I don’t see myself the way you see me, we have different perspectives, they in no way resemble eachothers. When you tell me I’m beautiful and I can’t help but dismiss it. I’m not looking for attention, I genuinely don’t believe that I am. I can’t comprehend how anyone could find me beautiful. I don’t think I am loveable, I am broken. So broken my sharp edges and cracks slightly show through the mask I put on everyday.
There will be days I don’t want to do anything at all. Days that I feel so worthless and that all I do is get in the way, I will be withdrawn and dissociative. It isn’t that I am bored or uninterested, I am to numb to make sense of any emotion.
Be patient with me and try to understand how hard I am trying to pretend I am okay. I don’t feel like I deserve love and might push you away. It isn’t on purpose it’s a defense mechanism built from years of lack of self worth.
I might be self destructive. You might find me crying on the floor holding my arm. Don’t get mad at me. Just hold me and tell me everything will be okay. Please don’t leave me because of this I am trying so hard to be okay. Please try and remember on the bad days that I love you.
How can you tell if a girl doesn’t love herself?

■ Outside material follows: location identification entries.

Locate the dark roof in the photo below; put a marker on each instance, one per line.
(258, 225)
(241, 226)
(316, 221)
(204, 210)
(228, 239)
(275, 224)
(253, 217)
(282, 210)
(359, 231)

- Always putting herself down.
- History of unhealthy relationships and friendships with toxic people.
- Always put others first.
- Have a constant sense of self doubt.
- Unable to accept compliments.
- Blame themselves for everything.
- Self destructive behavior.
- Depends on others for happiness.
- Compare themselves to others.
No matter how much I might “face hide” when you tell me how much you love me. And how I can’t just take a compliment without arguing with you. Please promise To not stop loving me.
Things to know before dating the girl who hates herself:
- You will have to put effort in.
- She will say okay even when she’s not
- Somedays she will complain nonstop
- Inability to accept compliments
- Needs space sometimes
- She will feel like she doesn’t deserve you.